A number of branch schools opened in the later part of the nineteenth century. The original building remained as the high school, a general branch was opened at Bolton and a branch for infants at Clyne House, about half a mile west of the main site, along Chester Road. In Old Trafford there were two branches, the Sir James E. Jones Branch for Industrial Training at 39 Talbot Road, and and the Henry Worrall Branch for Elder Deaf Girls at 683 Chester Road.

Royal Schools for the Deaf and Dumb (at right), Manchester, c.1854. © Peter Higginbotham

At the onset of the Second World War, the Infant School was evacuated to The Manor in Middlewich. After the war, with Old Trafford having become increasingly industrialized, it was decided to relocate the Schools to the suburbs. In 1956, new premises were opened at an 80-acre site on Stanley Road, Cheadle Hulme.

By 1979, the School decided to specialise in pupils with additional and complex needs. A specialist Deaf-blind or Multi-Sensory Unit was opened in 1990. In order to reflect the changing nature of its intake, the charity began to use the name 'Royal School for the Deaf and Communication Disorders' and focused on developing communication skills for people with a variety of sensory impairments and learning disabilities. Its provision for young adults — initially contained within the school's Post-16 department — grew until it was decided to operate Royal College Manchester as an independent FE college, separate from the school.

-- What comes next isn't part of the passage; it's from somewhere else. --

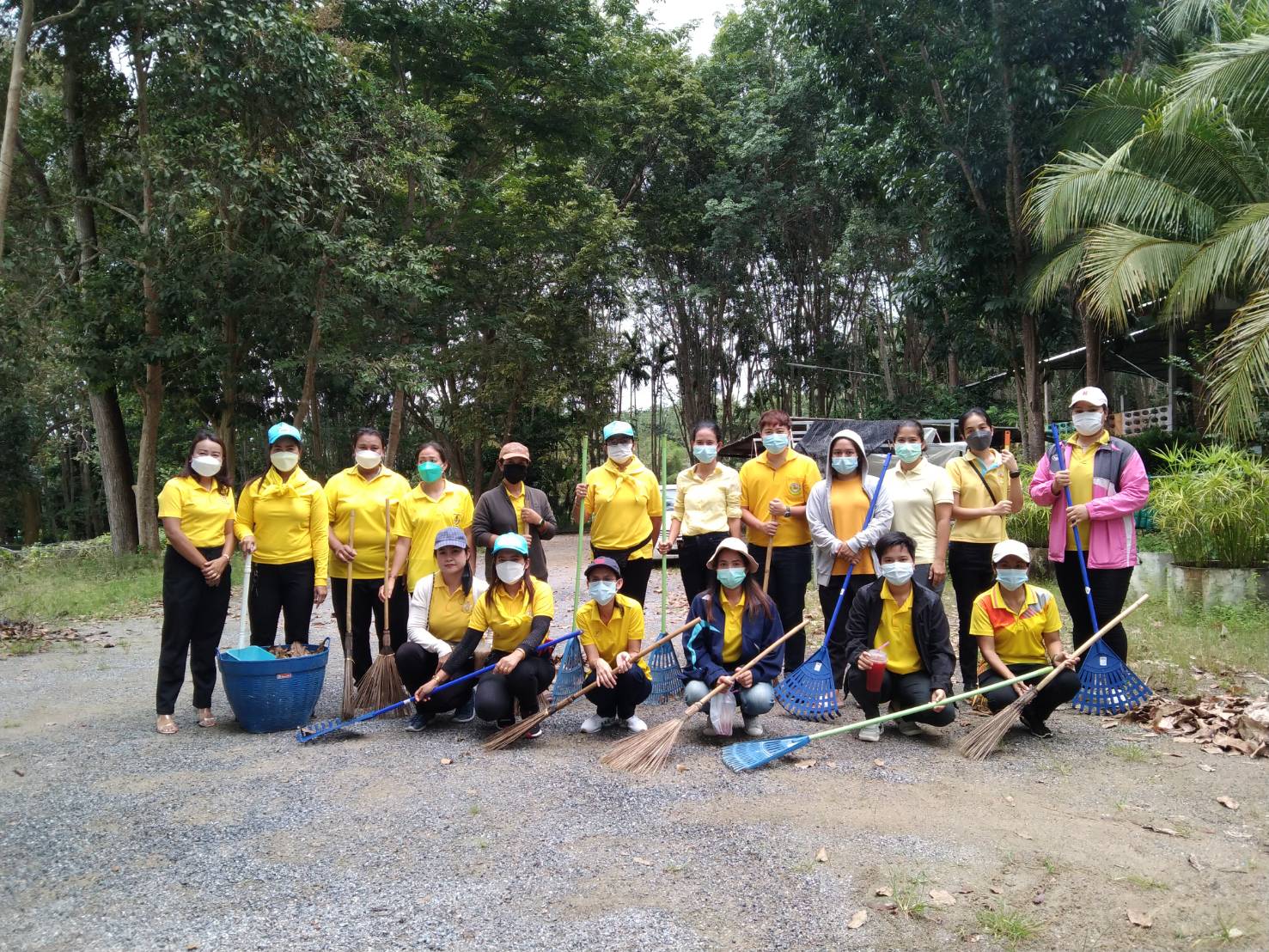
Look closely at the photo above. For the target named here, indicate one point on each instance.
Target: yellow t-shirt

The Special Educational Needs and Disability Act of 2001 led to the rapid growth in the number of students being referred to the college on campus. By 2005 such were the numbers being referred to the college that a total refurbishment of the building was undertaken. This was completed in 2007, followed a year later, by the addition of further facilities.

In 2008, the charity was renamed the Seashell Trust. Today, young people with a hearing impairment still represent a significant proportion of the student body but all have additional complex needs such as CHARGE syndrome, autism and severe or profound learning disabilities. Many of the student have no diagnosed hearing loss.

The Old Trafford building no longer survives and the site was later home to the Greater Manchester Police. Following the force's relocation in 2012, the site was utilised as a public car park.